Primary sources for each Composer-2.5 component, post-audit:

- **Cursor blog** — [Introducing Composer 2.5](https://cursor.com/blog/composer-2-5) (2026)
- **Cursor blog** — [Composer 2 technical report](https://cursor.com/blog/composer-2-technical-report) (predecessor; named the "Anyrun" environment per subagent — verify if needed)
- **OPSD paper** — Zhao et al., *Self-Distilled Reasoner: On-Policy Self-Distillation for LLMs*, [arXiv:2601.18734](https://arxiv.org/abs/2601.18734), code at [siyan-zhao/OPSD](https://github.com/siyan-zhao/OPSD). MIT.

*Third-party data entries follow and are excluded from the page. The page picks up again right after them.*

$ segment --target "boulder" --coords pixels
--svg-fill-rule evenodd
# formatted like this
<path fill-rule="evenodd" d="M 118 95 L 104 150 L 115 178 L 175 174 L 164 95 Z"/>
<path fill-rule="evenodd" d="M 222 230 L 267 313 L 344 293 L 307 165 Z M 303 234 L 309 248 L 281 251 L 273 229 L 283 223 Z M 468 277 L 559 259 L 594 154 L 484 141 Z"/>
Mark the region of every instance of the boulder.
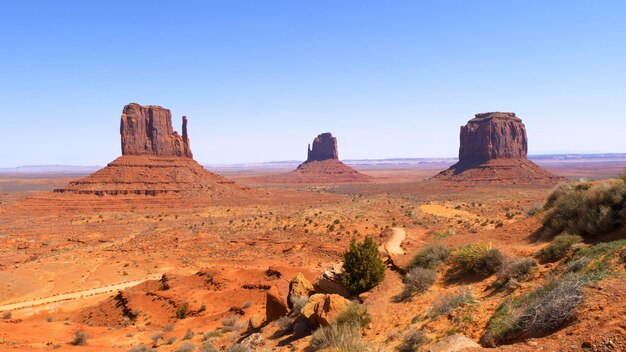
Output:
<path fill-rule="evenodd" d="M 291 297 L 309 297 L 315 293 L 313 284 L 304 277 L 302 273 L 296 273 L 289 283 L 289 298 Z"/>
<path fill-rule="evenodd" d="M 287 300 L 280 294 L 276 286 L 270 287 L 266 293 L 265 320 L 274 321 L 289 313 Z"/>
<path fill-rule="evenodd" d="M 300 312 L 310 322 L 320 326 L 328 326 L 350 305 L 350 301 L 335 294 L 315 294 Z"/>
<path fill-rule="evenodd" d="M 448 336 L 443 340 L 432 345 L 429 352 L 457 352 L 466 348 L 480 348 L 481 346 L 476 342 L 470 340 L 464 335 L 456 334 Z"/>
<path fill-rule="evenodd" d="M 346 298 L 351 297 L 350 292 L 341 282 L 341 277 L 342 274 L 339 267 L 324 271 L 313 284 L 315 292 L 337 294 Z"/>

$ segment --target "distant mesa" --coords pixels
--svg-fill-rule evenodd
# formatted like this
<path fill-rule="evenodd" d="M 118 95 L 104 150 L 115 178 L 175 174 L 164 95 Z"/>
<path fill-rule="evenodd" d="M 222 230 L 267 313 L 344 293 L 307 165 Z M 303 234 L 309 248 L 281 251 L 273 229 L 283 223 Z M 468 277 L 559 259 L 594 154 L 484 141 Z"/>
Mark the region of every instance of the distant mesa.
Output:
<path fill-rule="evenodd" d="M 307 152 L 307 163 L 311 161 L 339 160 L 337 138 L 333 137 L 330 132 L 322 133 L 313 140 L 312 149 L 309 144 Z"/>
<path fill-rule="evenodd" d="M 527 158 L 526 126 L 512 112 L 476 114 L 461 127 L 459 162 L 436 175 L 449 181 L 552 184 L 561 180 Z"/>
<path fill-rule="evenodd" d="M 315 137 L 307 149 L 307 160 L 283 180 L 291 183 L 351 183 L 369 182 L 372 177 L 339 161 L 337 138 L 326 132 Z"/>
<path fill-rule="evenodd" d="M 183 116 L 183 135 L 172 129 L 172 113 L 160 106 L 130 103 L 120 122 L 122 155 L 183 156 L 193 158 Z"/>
<path fill-rule="evenodd" d="M 55 192 L 226 198 L 243 191 L 243 187 L 207 171 L 193 160 L 184 116 L 182 127 L 181 136 L 172 128 L 168 109 L 126 105 L 120 122 L 122 156 Z"/>

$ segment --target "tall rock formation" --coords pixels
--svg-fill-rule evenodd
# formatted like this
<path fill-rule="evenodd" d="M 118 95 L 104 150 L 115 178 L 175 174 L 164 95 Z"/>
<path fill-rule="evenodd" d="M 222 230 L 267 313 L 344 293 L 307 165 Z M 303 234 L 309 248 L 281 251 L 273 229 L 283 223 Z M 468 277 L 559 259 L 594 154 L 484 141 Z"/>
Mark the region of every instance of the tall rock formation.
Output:
<path fill-rule="evenodd" d="M 185 116 L 182 131 L 180 136 L 172 129 L 172 114 L 168 109 L 128 104 L 120 122 L 122 156 L 55 192 L 202 200 L 242 195 L 245 188 L 207 171 L 193 160 Z"/>
<path fill-rule="evenodd" d="M 130 103 L 120 121 L 122 155 L 183 156 L 193 158 L 183 116 L 183 135 L 172 128 L 172 113 L 160 106 Z"/>
<path fill-rule="evenodd" d="M 318 135 L 313 140 L 313 148 L 311 144 L 307 148 L 306 162 L 322 161 L 322 160 L 339 160 L 339 152 L 337 151 L 337 138 L 332 133 L 326 132 Z"/>
<path fill-rule="evenodd" d="M 560 180 L 527 159 L 526 126 L 512 112 L 476 114 L 461 127 L 459 162 L 436 179 L 551 184 Z"/>

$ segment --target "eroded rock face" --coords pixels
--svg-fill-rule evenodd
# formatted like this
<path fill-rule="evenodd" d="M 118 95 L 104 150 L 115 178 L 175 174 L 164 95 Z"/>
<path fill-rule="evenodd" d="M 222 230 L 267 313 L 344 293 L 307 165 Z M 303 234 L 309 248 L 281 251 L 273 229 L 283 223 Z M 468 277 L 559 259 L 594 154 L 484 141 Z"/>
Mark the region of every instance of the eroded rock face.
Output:
<path fill-rule="evenodd" d="M 130 103 L 120 122 L 122 155 L 182 156 L 193 158 L 183 116 L 183 135 L 172 128 L 172 113 L 160 106 Z"/>
<path fill-rule="evenodd" d="M 515 113 L 487 112 L 475 116 L 461 127 L 459 162 L 526 158 L 526 127 Z"/>
<path fill-rule="evenodd" d="M 313 140 L 313 147 L 309 144 L 306 162 L 339 159 L 337 138 L 330 132 L 322 133 Z"/>

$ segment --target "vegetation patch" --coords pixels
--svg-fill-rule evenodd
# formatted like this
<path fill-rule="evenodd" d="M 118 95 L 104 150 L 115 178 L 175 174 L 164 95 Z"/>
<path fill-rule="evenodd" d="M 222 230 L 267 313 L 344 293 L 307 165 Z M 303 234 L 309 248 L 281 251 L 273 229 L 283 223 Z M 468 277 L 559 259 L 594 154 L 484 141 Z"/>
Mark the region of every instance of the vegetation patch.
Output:
<path fill-rule="evenodd" d="M 570 252 L 573 245 L 581 243 L 582 241 L 583 238 L 578 235 L 562 233 L 556 236 L 552 243 L 539 253 L 539 256 L 550 262 L 561 260 Z"/>
<path fill-rule="evenodd" d="M 504 256 L 491 244 L 477 242 L 457 249 L 453 259 L 460 272 L 489 276 L 500 269 Z"/>
<path fill-rule="evenodd" d="M 450 257 L 451 249 L 443 243 L 435 242 L 426 245 L 413 257 L 409 270 L 413 268 L 437 269 Z"/>
<path fill-rule="evenodd" d="M 343 255 L 343 284 L 354 293 L 367 292 L 385 278 L 385 263 L 378 256 L 378 246 L 371 237 L 363 242 L 350 242 L 350 249 Z"/>

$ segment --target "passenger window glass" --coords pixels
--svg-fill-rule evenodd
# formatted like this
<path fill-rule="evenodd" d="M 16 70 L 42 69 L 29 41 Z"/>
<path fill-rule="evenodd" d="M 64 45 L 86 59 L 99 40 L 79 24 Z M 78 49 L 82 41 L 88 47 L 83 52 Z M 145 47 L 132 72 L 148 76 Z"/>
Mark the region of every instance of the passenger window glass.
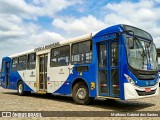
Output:
<path fill-rule="evenodd" d="M 103 68 L 106 67 L 107 61 L 106 61 L 106 55 L 107 55 L 107 51 L 106 51 L 106 44 L 101 44 L 99 45 L 99 67 Z"/>
<path fill-rule="evenodd" d="M 69 65 L 70 46 L 53 48 L 51 50 L 51 67 Z"/>
<path fill-rule="evenodd" d="M 72 45 L 72 64 L 90 63 L 92 59 L 92 43 L 85 41 Z"/>
<path fill-rule="evenodd" d="M 26 70 L 27 68 L 27 56 L 21 56 L 18 58 L 18 70 Z"/>
<path fill-rule="evenodd" d="M 111 44 L 111 62 L 112 66 L 118 66 L 118 42 Z"/>
<path fill-rule="evenodd" d="M 18 65 L 18 59 L 13 58 L 12 59 L 12 71 L 17 71 L 17 65 Z"/>
<path fill-rule="evenodd" d="M 27 69 L 35 69 L 36 67 L 36 54 L 32 53 L 28 55 L 28 67 Z"/>

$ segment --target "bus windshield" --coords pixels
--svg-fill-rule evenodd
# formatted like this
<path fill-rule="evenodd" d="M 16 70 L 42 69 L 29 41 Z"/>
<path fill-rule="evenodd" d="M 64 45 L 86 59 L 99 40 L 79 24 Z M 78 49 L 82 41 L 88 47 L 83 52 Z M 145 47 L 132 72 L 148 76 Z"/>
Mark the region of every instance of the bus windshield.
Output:
<path fill-rule="evenodd" d="M 156 47 L 152 41 L 127 37 L 126 49 L 128 63 L 132 68 L 140 70 L 157 70 Z"/>

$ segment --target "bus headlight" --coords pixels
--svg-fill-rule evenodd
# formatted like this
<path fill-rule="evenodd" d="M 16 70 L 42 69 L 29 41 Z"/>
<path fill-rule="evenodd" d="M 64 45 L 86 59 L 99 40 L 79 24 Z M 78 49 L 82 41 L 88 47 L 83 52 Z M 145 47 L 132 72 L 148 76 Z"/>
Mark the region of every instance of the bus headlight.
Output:
<path fill-rule="evenodd" d="M 124 76 L 126 77 L 126 79 L 128 80 L 129 83 L 135 85 L 134 81 L 132 80 L 131 77 L 129 77 L 127 74 L 124 74 Z"/>

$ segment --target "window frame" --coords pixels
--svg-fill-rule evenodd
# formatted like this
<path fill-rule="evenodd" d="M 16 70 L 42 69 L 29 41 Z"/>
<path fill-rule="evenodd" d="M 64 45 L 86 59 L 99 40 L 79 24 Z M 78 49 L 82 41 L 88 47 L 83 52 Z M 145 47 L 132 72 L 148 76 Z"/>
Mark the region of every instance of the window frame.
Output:
<path fill-rule="evenodd" d="M 25 69 L 19 69 L 19 58 L 26 56 L 26 66 Z M 18 67 L 17 67 L 17 71 L 22 71 L 22 70 L 27 70 L 27 59 L 28 59 L 28 55 L 22 55 L 18 57 Z"/>
<path fill-rule="evenodd" d="M 68 64 L 67 65 L 52 65 L 52 59 L 56 59 L 56 62 L 58 63 L 58 58 L 61 58 L 61 57 L 67 57 L 66 55 L 64 56 L 61 56 L 61 55 L 56 55 L 54 56 L 53 54 L 53 51 L 56 50 L 56 49 L 60 49 L 60 48 L 63 48 L 63 47 L 68 47 L 69 48 L 69 54 L 68 54 Z M 59 50 L 60 51 L 60 50 Z M 71 56 L 70 56 L 70 51 L 71 51 L 71 47 L 70 45 L 64 45 L 64 46 L 60 46 L 60 47 L 56 47 L 56 48 L 52 48 L 50 50 L 50 67 L 60 67 L 60 66 L 68 66 L 70 64 L 70 59 L 71 59 Z"/>
<path fill-rule="evenodd" d="M 90 62 L 74 63 L 74 61 L 72 59 L 72 56 L 73 55 L 80 55 L 80 54 L 84 54 L 84 53 L 79 52 L 78 54 L 73 54 L 73 45 L 80 44 L 80 43 L 83 43 L 83 42 L 90 42 L 90 49 L 91 49 L 90 52 L 89 52 L 89 53 L 91 53 L 91 55 L 90 55 L 91 59 L 89 60 Z M 86 53 L 88 53 L 88 52 L 86 52 Z M 90 64 L 90 63 L 92 63 L 92 59 L 93 59 L 93 41 L 92 41 L 92 39 L 76 42 L 76 43 L 73 43 L 71 45 L 71 64 L 72 65 L 74 65 L 74 64 Z"/>
<path fill-rule="evenodd" d="M 13 70 L 13 59 L 16 59 L 17 60 L 17 63 L 16 64 L 14 64 L 14 65 L 16 65 L 16 67 L 15 67 L 15 70 Z M 11 72 L 15 72 L 15 71 L 17 71 L 18 69 L 18 57 L 14 57 L 14 58 L 12 58 L 12 69 L 11 69 Z"/>
<path fill-rule="evenodd" d="M 30 55 L 34 55 L 34 60 L 30 60 Z M 34 68 L 30 67 L 30 62 L 35 62 Z M 30 53 L 27 55 L 27 70 L 33 70 L 36 68 L 36 53 Z"/>

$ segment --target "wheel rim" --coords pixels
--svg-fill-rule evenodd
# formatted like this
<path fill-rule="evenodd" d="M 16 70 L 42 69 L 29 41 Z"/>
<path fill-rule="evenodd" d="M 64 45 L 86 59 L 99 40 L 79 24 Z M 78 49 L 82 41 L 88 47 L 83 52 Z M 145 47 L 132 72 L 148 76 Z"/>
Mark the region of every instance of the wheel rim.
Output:
<path fill-rule="evenodd" d="M 77 97 L 81 100 L 85 99 L 87 96 L 87 91 L 85 88 L 79 88 L 77 91 Z"/>
<path fill-rule="evenodd" d="M 19 92 L 19 93 L 22 93 L 22 91 L 23 91 L 23 85 L 22 85 L 22 84 L 19 84 L 18 92 Z"/>

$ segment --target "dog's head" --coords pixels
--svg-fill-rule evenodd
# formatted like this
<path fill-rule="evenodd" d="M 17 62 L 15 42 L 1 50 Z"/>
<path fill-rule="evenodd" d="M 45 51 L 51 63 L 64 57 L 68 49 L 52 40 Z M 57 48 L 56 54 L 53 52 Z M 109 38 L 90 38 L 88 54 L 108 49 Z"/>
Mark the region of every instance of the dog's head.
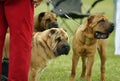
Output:
<path fill-rule="evenodd" d="M 101 15 L 91 15 L 87 19 L 87 27 L 93 32 L 94 37 L 97 39 L 106 39 L 110 33 L 114 30 L 114 24 Z"/>
<path fill-rule="evenodd" d="M 68 34 L 63 28 L 51 28 L 47 41 L 55 56 L 67 55 L 70 51 Z"/>
<path fill-rule="evenodd" d="M 40 29 L 46 30 L 50 28 L 58 28 L 56 14 L 52 12 L 42 12 L 38 16 L 38 23 L 40 24 Z"/>

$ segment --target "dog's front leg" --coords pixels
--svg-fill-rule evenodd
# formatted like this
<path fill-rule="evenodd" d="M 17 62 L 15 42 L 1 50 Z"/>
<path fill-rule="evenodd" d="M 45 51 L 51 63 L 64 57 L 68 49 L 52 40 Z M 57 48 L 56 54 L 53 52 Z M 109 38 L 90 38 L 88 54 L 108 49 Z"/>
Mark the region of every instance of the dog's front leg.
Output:
<path fill-rule="evenodd" d="M 79 57 L 80 56 L 78 56 L 76 54 L 73 54 L 73 57 L 72 57 L 72 70 L 71 70 L 71 76 L 70 76 L 69 81 L 74 81 Z"/>
<path fill-rule="evenodd" d="M 87 57 L 82 57 L 82 73 L 81 73 L 81 78 L 85 77 L 86 75 L 86 61 L 87 61 Z"/>
<path fill-rule="evenodd" d="M 105 81 L 105 62 L 106 62 L 106 41 L 99 41 L 98 52 L 101 60 L 101 77 L 100 81 Z"/>
<path fill-rule="evenodd" d="M 87 71 L 86 71 L 87 81 L 92 81 L 91 73 L 92 73 L 93 63 L 94 63 L 94 55 L 89 56 L 87 60 Z"/>

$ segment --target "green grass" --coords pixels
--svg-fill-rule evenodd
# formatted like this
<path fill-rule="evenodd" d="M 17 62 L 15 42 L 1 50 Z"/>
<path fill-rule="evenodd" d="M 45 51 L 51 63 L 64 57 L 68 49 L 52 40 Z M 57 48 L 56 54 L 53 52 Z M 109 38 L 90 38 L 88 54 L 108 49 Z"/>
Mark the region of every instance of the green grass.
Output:
<path fill-rule="evenodd" d="M 89 8 L 94 0 L 83 0 L 84 6 Z M 48 11 L 45 2 L 35 9 L 35 15 L 42 11 Z M 113 0 L 104 0 L 103 2 L 98 3 L 95 8 L 91 11 L 91 13 L 96 12 L 104 12 L 105 16 L 108 17 L 110 21 L 114 19 L 114 3 Z M 61 24 L 60 18 L 58 21 L 61 27 L 66 28 L 65 25 Z M 67 20 L 69 23 L 69 27 L 72 28 L 73 31 L 78 27 L 75 23 L 71 22 L 71 20 Z M 69 32 L 70 45 L 73 38 L 73 35 Z M 111 34 L 108 39 L 107 45 L 107 62 L 106 62 L 106 81 L 120 81 L 120 56 L 114 55 L 114 32 Z M 67 56 L 60 56 L 56 59 L 53 59 L 43 71 L 41 75 L 40 81 L 68 81 L 70 72 L 71 72 L 71 59 L 72 59 L 72 50 Z M 86 81 L 86 79 L 80 79 L 81 73 L 81 60 L 79 61 L 77 67 L 77 74 L 75 77 L 75 81 Z M 92 71 L 92 79 L 93 81 L 100 81 L 100 59 L 99 55 L 96 53 L 95 63 Z"/>

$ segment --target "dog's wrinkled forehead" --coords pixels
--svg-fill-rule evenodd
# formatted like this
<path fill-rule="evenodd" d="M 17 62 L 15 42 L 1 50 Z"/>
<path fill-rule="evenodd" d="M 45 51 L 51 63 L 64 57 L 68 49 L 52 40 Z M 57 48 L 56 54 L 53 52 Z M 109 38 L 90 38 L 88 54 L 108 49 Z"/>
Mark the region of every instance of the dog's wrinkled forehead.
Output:
<path fill-rule="evenodd" d="M 51 35 L 59 36 L 60 39 L 68 40 L 68 34 L 63 28 L 51 28 L 50 33 Z"/>
<path fill-rule="evenodd" d="M 99 22 L 109 22 L 108 19 L 102 14 L 94 14 L 88 17 L 88 23 L 99 23 Z"/>

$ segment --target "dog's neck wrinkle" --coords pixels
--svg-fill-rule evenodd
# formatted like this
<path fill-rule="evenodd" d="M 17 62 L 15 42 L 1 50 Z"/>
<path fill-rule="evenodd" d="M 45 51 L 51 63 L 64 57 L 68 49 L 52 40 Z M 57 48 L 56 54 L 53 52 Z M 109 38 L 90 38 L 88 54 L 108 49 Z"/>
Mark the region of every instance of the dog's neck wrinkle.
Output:
<path fill-rule="evenodd" d="M 81 38 L 79 39 L 79 41 L 83 45 L 92 45 L 92 44 L 96 43 L 97 39 L 88 37 L 88 36 L 84 35 L 84 33 L 83 33 L 83 35 L 81 36 Z"/>

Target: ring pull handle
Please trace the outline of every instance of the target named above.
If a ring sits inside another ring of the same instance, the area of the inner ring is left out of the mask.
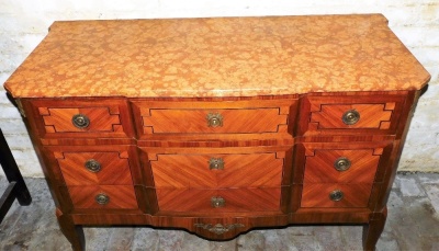
[[[344,113],[341,119],[346,125],[353,125],[358,121],[360,121],[360,113],[357,112],[356,110],[349,110],[346,113]]]
[[[224,164],[223,158],[211,158],[209,160],[209,169],[211,170],[223,170]]]
[[[85,163],[87,170],[89,170],[90,172],[99,172],[101,171],[101,163],[97,160],[93,159],[89,159],[86,161]]]
[[[350,168],[350,166],[351,166],[351,162],[346,157],[340,157],[340,158],[336,159],[336,161],[334,162],[334,168],[339,172],[348,170]]]
[[[83,114],[76,114],[71,118],[71,123],[74,123],[77,128],[83,129],[90,125],[90,119]]]
[[[226,205],[226,201],[223,197],[214,196],[211,198],[211,206],[214,208],[224,207]]]
[[[329,198],[333,202],[339,202],[344,198],[345,194],[340,190],[335,190],[329,193]]]
[[[99,205],[106,205],[110,202],[110,196],[104,194],[104,193],[100,193],[94,197],[94,201],[99,204]]]
[[[223,126],[223,116],[219,113],[209,113],[206,115],[207,126],[209,127],[222,127]]]

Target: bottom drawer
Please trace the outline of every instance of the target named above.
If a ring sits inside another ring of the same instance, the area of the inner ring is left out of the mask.
[[[301,207],[368,207],[372,184],[303,184]]]
[[[158,189],[160,212],[225,213],[280,210],[281,189]]]
[[[138,208],[132,185],[68,186],[76,209],[136,209]]]

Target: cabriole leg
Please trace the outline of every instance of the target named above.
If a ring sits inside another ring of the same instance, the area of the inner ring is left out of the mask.
[[[363,227],[363,249],[367,251],[375,250],[378,240],[384,230],[385,219],[387,218],[387,208],[382,213],[374,213],[369,219],[369,224]]]

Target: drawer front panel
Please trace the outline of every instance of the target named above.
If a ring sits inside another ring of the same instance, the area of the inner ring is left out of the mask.
[[[37,100],[31,106],[38,115],[42,137],[128,137],[134,135],[125,100]]]
[[[133,184],[128,155],[122,152],[58,152],[67,185]]]
[[[251,134],[278,133],[286,124],[279,109],[255,110],[150,110],[143,116],[146,134]],[[215,118],[216,116],[216,118]],[[261,119],[261,118],[264,119]],[[218,119],[218,125],[214,125]],[[211,123],[212,121],[212,123]],[[211,124],[210,124],[211,123]]]
[[[76,209],[136,209],[137,201],[131,185],[83,185],[68,187]]]
[[[280,210],[281,189],[158,189],[161,212],[226,213]],[[224,204],[221,202],[224,201]],[[217,204],[215,204],[217,203]]]
[[[283,157],[248,155],[157,155],[150,160],[156,187],[279,187]]]
[[[307,96],[300,134],[394,134],[404,107],[403,95]]]
[[[303,184],[301,207],[368,207],[371,191],[372,184]]]
[[[372,183],[382,148],[318,149],[306,156],[305,183]]]
[[[140,135],[286,133],[296,100],[133,102]]]

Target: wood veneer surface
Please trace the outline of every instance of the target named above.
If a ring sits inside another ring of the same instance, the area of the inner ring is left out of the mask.
[[[5,82],[14,98],[250,96],[421,89],[381,14],[64,21]]]

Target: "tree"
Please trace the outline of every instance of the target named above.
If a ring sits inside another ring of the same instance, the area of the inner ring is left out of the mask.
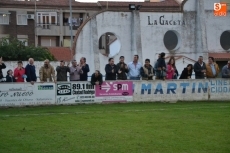
[[[25,46],[25,42],[12,37],[3,38],[0,41],[0,57],[5,61],[27,61],[29,58],[34,58],[36,61],[55,60],[48,48]]]

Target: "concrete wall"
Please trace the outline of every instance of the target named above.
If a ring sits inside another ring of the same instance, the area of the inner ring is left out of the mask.
[[[161,52],[166,56],[185,56],[195,61],[198,56],[204,56],[207,61],[209,52],[228,52],[220,45],[220,35],[230,30],[230,18],[215,17],[213,3],[210,0],[188,0],[182,13],[108,11],[98,14],[80,32],[75,57],[77,60],[86,57],[89,65],[94,65],[91,73],[99,69],[105,74],[108,57],[99,52],[98,40],[102,34],[112,32],[121,42],[120,52],[114,57],[115,63],[121,55],[128,63],[134,54],[139,54],[141,63],[150,58],[153,65]],[[164,45],[164,35],[169,30],[178,35],[178,47],[174,50],[168,50]],[[186,65],[179,65],[179,69]]]
[[[92,86],[89,82],[35,83],[34,85],[30,83],[1,83],[0,107],[141,101],[230,100],[229,79],[129,81],[129,83],[130,85],[126,86],[127,81],[104,82],[101,88],[99,86]],[[117,86],[111,86],[110,84]],[[120,89],[117,89],[118,85]],[[133,88],[129,88],[132,86]],[[113,87],[116,87],[116,90],[113,90]],[[123,96],[113,94],[119,92]],[[107,96],[103,98],[100,95]]]

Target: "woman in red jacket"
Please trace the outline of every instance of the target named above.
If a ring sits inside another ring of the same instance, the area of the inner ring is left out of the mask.
[[[22,61],[18,61],[18,67],[14,69],[14,77],[16,82],[24,82],[25,68],[23,67]]]

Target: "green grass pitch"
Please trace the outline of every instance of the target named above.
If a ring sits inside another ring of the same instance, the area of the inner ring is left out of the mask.
[[[0,109],[0,153],[229,153],[230,102]]]

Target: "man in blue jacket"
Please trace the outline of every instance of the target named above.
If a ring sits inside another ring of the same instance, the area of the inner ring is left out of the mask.
[[[36,70],[34,66],[34,59],[29,58],[29,63],[26,65],[26,81],[34,84],[37,81]]]

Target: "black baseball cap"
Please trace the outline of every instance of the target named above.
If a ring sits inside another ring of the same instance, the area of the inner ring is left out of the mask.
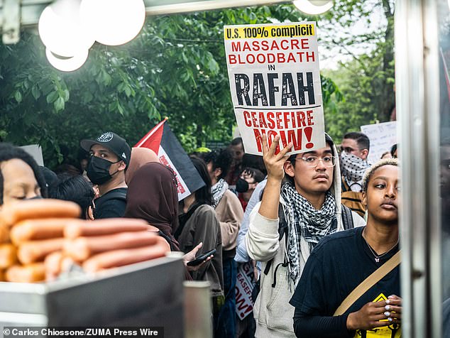
[[[106,131],[103,133],[95,140],[82,140],[79,145],[86,151],[89,151],[94,144],[103,146],[114,153],[125,163],[126,166],[130,164],[131,157],[131,148],[125,139],[120,137],[116,133]]]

- **SDPO paper** — Hübotter et al., *Reinforcement Learning via Self-Distillation*, [arXiv:2601.20802](https://arxiv.org/abs/2601.20802), ICLR 2026 Scaling Post-training Workshop. The direct formalization of Composer's hint-distill.
- **Self-Distillation continual-learning** — [arXiv:2601.19897](https://arxiv.org/abs/2601.19897). Cited by Cursor; less directly relevant.
- **Moonshot Kimi K2.5** — base model, [HF model card](https://huggingface.co/moonshotai/Kimi-K2-Thinking).

The methodology mapping in this document supersedes vague claims in `research/01-composer-2.5.md` where the two conflict; that file is preserved unchanged for provenance (a snapshot of the parallel-research dispatch output) but should not be cited as ground truth on its own.